Après tout, l’auteur propose une œuvre qui porte le nom d’Air du monde. Pour cela, le narrateur qui s’exprime à la première personne va pouvoir raconter son parcours à lui, mais aussi révéler différents autres destins, afin de présenter ce qui pourrait s’apparenter à une gigantesque toile où chaque sujet évoque une part de l’humanité entière. Un vaste projet, pour un roman relativement court d’à peu près deux-cents pages. Pourtant, le défi est remporté haut la main, grâce à une mise en page (et même carrément une mise en scène) efficace, qui n’ennuie jamais et suscite de nombreuses interrogations, maintenant ainsi l’attention du lecteur, tout au long de cette immersion.

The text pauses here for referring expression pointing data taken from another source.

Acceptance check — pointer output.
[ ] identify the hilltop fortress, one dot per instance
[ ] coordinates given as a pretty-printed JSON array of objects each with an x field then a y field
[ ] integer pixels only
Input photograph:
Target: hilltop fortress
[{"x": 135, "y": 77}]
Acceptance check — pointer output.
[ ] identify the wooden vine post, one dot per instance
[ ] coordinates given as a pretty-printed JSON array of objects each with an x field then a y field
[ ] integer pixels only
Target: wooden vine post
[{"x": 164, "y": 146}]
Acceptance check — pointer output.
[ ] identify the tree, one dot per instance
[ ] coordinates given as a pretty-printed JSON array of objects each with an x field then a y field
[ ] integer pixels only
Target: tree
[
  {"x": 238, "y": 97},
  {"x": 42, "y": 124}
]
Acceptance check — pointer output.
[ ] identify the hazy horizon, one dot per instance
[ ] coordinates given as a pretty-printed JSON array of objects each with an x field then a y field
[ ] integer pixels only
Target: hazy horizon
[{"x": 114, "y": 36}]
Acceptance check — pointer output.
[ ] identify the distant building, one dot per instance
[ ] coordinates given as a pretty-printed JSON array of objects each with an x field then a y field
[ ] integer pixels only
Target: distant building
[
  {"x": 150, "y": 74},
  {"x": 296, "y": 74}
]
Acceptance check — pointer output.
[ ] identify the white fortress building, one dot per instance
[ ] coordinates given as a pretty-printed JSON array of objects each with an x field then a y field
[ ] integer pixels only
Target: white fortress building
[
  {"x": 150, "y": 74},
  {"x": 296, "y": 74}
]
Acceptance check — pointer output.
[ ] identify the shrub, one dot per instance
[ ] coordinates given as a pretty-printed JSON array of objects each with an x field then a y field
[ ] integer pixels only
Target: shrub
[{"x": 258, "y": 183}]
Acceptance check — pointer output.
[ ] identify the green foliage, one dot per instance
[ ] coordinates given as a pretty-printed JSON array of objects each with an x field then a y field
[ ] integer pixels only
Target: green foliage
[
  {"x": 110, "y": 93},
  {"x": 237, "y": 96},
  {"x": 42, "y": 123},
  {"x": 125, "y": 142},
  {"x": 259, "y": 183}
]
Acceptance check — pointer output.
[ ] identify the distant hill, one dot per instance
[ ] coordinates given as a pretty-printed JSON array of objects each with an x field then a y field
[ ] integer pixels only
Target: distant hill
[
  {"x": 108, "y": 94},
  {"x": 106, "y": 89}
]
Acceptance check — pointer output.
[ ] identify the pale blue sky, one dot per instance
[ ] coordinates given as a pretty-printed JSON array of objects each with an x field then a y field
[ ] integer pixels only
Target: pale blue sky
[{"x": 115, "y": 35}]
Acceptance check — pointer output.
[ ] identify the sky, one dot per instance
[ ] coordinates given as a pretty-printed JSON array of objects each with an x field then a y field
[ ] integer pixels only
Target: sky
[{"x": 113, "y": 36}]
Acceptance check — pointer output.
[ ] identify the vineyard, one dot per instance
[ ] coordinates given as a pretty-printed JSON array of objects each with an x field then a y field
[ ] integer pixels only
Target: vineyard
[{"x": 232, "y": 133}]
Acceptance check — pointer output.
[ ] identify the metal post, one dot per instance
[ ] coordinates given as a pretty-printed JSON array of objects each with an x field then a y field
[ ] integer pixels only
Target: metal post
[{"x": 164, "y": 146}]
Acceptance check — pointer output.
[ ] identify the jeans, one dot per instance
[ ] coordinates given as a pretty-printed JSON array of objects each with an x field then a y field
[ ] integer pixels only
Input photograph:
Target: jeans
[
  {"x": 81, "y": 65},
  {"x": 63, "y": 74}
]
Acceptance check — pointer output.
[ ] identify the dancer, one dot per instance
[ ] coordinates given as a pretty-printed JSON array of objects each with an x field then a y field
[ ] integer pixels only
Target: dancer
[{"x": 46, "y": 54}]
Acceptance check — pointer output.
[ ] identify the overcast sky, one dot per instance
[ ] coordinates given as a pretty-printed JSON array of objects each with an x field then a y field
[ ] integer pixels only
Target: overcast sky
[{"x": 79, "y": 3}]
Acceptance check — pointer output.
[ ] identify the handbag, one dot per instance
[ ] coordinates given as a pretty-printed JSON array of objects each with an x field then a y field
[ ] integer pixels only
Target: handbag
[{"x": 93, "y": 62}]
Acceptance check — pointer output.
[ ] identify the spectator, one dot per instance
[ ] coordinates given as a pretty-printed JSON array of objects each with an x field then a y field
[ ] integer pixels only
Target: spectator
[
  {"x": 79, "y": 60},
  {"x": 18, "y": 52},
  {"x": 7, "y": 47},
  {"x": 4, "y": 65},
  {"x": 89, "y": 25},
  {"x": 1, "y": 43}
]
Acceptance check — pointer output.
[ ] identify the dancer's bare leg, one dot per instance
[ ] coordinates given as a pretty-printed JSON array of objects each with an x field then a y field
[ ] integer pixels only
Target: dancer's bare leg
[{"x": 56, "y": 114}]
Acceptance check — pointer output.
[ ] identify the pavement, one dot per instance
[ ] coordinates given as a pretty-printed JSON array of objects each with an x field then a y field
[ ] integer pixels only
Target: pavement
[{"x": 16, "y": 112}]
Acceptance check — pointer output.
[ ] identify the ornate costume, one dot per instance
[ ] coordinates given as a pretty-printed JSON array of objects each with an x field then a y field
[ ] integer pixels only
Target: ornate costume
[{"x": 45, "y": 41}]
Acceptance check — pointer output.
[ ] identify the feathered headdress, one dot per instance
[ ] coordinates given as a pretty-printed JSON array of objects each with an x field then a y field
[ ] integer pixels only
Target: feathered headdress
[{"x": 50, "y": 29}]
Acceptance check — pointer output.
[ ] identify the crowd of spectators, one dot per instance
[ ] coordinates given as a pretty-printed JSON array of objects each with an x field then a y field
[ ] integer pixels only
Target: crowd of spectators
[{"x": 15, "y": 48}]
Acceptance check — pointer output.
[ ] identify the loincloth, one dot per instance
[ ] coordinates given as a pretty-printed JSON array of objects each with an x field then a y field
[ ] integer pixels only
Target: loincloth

D’ailleurs, ce roman va faire voyager son lecteur, car de multiples drames ont lieu à différents endroits de la planète. Par exemple, l’auteur évoque un incident sur l’île Bourbon avec un voleur imaginé par un homme qui pense avoir été victime d’un acte malveillant. Le fou ne cesse de le tourmenter dans ses rêves… Deux chapitres plus tard, le narrateur pose des mots sur l’histoire de Munoz et de son fils. Une famille se voit accueillir le petit garçon sous son toit, mais une tragédie met fin à leurs espoirs d’adoption.
L’imaginaire très riche et dense du narrateur permet de délivrer un discours multiple, qui porte sur de nombreux sujets et des thématiques actuelles, comme le terrorisme, la prostitution, la pédophilie ou la conscience animale. Par exemple, l’auteur Jérôme se souvient d’une histoire qui lui a été révélée par une aubergiste dans le Finistère, à Ouessant. Madame se remémore l’aventure d’un berger du nom de Bidéo. Pour ce petit producteur, il était essentiel d’exploiter des animaux et d’en tirer le maximum de bénéfices, peu importent les conditions dans lesquelles ces sévices s’opèrent. Au prix du bien-être de ses bêtes, il tient à les garder sur une île, malgré les conditions météorologiques déplorables. Un jour, le bétail se rebelle contre l’autorité de l’humain et lui fait payer le prix fort. Si l’homme ne décède pas de ses blessures, la conclusion de Jérôme est la suivante : même les animaux sont sensibles à l’absence du soleil et la dépression peut également toucher ces êtres incapables de parler et souvent considérés comme inférieurs. Cette dépression contre laquelle lutte ce personnage est omniprésente. Afin de soulager ce poids, l’auteur se prend de passion pour cette école, juste à côté de chez lui. Du fait de ce contact avec ces enfants heureux, joyeux et vivants, il souhaite bien étouffer sa propre souffrance… Alors, est-il réellement coupable des faits qu’on lui reproche ? Seul le lecteur-juge pourra en tirer les conclusions qui s’imposent.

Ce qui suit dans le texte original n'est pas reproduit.